母のママ友コミュニティ
「一万円札のキラキラシールがついていなかったんだって」
談笑中、母は思い出したようにそう言った。ママ友コミュニティで聞いたらしい。ちなみにキラキラシールとはホログラムを指している。
「え?剥がれちゃったってこと?あれ剥がれるの?」
違う、違う、ぶんぶんと手を横に振る母。
「偽札かもって」
あるママ友の一人が手にした一万円札三枚がセルフレジを通らなかったらしい。おかしいなと思ってお札を見てみると、ホログラムがついていなかったようだ。だが、手触りだったり大きさは本物と変わらないらしく、ホログラムの有無でようやく偽札かもしれないと気づいたらしかった。その後警察に届け出たらしい。そんなルパンみたいなことが実際にあるのか。
「あの人、いつも色んなことに巻き込まれるよね」
そう、このママ友、定期的に何かしらが周辺で起きるのだ。
ママ友はある公共施設の窓口で働いており、この間は女性の靴を盗むおじさんを捕まえたらしかった。女性の靴、特に中学生の女の子の靴を中心に盗み続けていた変態で、汚れた運動靴が特に好物だった、らしい。実行犯でなければ逮捕ができないからと警察に言われ、警察と一緒に張り込んだようだった。私が住むこの街に、そんな変態がいるのかと思うと、少しショックだった。
「警察に表彰されることが目標だからねぇ」
母はそう言うが、あまりにも危険なことには巻き込まれないようにと祈るばかりである。
父も隣で聞いており、俺も一枚一枚ちゃんと福沢諭吉の透かしが入ってるかかざしてみようかなぁ、でも月給全部それやるの大変だなぁ、へへなんて言っている。萌木もやってみろ、と言われる。うるさい。

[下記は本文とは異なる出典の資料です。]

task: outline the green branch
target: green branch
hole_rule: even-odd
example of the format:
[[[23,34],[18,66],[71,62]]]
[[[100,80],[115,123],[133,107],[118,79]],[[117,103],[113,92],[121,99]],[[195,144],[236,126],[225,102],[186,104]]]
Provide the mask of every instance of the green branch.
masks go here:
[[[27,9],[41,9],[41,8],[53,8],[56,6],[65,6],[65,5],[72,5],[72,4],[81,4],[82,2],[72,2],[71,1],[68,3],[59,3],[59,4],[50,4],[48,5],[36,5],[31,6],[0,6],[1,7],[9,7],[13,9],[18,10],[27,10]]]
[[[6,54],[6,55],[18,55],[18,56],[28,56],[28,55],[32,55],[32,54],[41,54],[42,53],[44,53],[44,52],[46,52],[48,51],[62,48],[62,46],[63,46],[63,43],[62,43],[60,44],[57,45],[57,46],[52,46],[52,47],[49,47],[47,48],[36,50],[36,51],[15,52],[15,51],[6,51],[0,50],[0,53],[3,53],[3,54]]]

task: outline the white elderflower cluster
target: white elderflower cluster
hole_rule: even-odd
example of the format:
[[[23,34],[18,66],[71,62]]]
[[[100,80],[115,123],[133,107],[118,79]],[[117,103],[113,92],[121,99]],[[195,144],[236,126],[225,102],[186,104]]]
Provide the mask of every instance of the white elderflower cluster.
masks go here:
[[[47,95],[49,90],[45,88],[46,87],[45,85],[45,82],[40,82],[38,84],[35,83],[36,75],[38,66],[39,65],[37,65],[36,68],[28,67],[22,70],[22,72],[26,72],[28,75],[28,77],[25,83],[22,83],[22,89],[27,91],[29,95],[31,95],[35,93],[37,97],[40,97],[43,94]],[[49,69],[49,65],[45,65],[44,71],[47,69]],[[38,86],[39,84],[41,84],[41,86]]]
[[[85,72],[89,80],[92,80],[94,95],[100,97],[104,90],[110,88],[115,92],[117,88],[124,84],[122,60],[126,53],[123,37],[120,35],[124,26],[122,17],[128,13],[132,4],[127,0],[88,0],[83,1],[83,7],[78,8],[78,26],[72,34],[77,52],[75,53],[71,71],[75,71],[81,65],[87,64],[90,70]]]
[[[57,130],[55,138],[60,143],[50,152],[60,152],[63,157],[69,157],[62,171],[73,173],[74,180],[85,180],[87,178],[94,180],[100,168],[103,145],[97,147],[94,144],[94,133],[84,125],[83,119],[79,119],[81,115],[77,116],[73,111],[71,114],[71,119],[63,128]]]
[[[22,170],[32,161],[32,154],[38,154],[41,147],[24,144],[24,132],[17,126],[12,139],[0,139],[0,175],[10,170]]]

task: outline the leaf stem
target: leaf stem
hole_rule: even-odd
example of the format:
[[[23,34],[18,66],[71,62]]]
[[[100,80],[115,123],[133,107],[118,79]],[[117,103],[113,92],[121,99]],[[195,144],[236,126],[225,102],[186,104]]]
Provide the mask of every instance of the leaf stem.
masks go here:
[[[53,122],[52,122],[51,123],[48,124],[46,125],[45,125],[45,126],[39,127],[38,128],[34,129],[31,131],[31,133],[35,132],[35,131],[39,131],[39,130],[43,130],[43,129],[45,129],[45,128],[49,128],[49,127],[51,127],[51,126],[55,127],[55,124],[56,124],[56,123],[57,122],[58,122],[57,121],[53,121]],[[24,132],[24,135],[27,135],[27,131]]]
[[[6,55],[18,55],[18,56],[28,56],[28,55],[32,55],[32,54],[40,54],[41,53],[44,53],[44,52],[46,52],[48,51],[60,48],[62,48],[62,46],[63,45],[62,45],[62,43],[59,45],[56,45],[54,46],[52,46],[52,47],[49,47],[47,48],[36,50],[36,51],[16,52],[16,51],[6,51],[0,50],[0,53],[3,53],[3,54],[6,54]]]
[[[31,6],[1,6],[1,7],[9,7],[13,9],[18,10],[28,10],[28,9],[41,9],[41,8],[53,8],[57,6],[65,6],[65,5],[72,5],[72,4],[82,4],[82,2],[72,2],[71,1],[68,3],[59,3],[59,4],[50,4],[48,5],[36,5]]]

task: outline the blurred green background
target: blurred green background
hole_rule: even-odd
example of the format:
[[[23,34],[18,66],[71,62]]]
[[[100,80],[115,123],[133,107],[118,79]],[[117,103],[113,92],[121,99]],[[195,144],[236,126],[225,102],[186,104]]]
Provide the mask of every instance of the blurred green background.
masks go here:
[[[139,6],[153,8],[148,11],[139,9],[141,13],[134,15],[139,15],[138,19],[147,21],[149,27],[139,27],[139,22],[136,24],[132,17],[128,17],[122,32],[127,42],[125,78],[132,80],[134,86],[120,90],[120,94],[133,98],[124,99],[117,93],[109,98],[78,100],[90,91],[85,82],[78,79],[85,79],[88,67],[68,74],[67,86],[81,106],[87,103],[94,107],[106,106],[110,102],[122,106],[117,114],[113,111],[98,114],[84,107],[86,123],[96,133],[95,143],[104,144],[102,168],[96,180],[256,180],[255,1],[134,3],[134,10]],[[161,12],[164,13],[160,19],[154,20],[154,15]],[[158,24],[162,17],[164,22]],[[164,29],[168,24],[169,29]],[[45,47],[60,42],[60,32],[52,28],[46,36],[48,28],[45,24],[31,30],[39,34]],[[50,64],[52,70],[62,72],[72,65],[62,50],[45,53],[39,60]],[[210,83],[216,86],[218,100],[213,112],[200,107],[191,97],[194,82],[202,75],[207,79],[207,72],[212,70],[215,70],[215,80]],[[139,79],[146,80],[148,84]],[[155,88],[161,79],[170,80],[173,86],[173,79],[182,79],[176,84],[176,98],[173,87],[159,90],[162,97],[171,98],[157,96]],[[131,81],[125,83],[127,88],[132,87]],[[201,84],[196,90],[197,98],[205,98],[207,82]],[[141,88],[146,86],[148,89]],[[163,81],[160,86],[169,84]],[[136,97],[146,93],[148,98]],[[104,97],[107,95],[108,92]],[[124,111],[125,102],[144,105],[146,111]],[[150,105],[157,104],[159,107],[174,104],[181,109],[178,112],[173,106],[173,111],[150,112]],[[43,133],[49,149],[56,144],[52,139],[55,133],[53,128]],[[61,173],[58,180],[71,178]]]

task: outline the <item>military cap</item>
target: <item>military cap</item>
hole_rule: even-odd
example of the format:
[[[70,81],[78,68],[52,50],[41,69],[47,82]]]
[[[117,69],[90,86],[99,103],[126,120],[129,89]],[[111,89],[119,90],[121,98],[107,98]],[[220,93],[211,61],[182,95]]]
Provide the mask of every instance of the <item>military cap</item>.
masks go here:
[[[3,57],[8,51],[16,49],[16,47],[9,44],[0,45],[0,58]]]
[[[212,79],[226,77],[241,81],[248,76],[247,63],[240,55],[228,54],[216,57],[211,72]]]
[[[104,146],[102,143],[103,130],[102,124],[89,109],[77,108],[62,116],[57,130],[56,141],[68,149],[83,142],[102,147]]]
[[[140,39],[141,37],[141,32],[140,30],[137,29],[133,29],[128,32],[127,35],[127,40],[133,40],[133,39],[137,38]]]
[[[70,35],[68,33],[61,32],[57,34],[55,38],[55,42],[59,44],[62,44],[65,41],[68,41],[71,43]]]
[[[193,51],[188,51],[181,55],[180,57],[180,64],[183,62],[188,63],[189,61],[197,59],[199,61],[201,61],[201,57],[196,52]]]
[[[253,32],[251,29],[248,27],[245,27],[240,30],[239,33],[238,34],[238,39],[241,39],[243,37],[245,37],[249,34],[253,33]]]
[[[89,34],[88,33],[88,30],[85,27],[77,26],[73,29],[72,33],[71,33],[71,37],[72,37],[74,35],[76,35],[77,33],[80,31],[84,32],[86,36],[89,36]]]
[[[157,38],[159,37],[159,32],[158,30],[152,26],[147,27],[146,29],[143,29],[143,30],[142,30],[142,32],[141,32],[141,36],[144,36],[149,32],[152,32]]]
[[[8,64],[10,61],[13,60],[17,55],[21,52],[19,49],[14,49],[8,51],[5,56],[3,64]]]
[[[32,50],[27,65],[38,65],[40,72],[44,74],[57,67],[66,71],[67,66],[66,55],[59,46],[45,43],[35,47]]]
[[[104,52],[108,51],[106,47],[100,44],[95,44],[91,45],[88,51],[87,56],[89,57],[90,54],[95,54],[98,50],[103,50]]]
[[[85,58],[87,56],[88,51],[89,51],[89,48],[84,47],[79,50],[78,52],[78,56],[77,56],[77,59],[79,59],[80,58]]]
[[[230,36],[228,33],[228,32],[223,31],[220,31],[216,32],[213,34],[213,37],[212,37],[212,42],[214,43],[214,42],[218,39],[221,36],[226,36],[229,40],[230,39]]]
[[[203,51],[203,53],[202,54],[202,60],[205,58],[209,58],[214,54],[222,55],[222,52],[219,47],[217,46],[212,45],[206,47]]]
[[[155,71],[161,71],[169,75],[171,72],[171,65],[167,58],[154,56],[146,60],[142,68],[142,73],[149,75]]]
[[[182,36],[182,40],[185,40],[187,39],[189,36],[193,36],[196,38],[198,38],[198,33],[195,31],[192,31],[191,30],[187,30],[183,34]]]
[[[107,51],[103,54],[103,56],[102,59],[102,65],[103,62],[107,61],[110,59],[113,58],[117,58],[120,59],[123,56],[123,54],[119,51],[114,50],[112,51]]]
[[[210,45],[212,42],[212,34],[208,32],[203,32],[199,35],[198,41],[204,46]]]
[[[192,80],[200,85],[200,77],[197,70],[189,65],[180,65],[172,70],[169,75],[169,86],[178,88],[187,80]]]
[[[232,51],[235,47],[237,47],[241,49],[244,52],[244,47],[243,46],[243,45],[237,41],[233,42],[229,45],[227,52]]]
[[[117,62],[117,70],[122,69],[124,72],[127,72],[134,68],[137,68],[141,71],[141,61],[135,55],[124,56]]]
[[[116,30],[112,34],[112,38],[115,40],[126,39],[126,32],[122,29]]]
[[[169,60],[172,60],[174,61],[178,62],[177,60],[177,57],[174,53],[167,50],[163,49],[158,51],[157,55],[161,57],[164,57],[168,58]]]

片田舎のママ友コミュニティのおばさん達の会話では、様々な事件が舞い込んでくるようだ。やれ息子が留年した、やれ不倫している人がいた、やれ息子が卒論を受け取ってもらえなかった、など。そんな様々な話題が飛び交うなか、母は何を話しているのだろう。
「あんたが急に3年近く勤めたアパレルのバイト先を辞めて、いきなり巫女を始めたことだったり」
「お兄ちゃんがお見合いみたいな形で彼女ができた話だったり」
「徳島まで新宿から夜行バスで8時間かけて行ったあんたの話」
「あとは最近始めた畑の話」
うーん、面白がってママ友の話を聞いていたけれど、私も面白がられている可能性があるじゃないか。このラインナップでいきなり畑の話が入るのも母らしい。
父は私と母が談笑しているのを見て、横でニコニコ聞いていた。たまによく分からない合いの手をいれていたけれど。
私たちが話しているのを、うるさそうにしながら犬が横で寝そべっていた。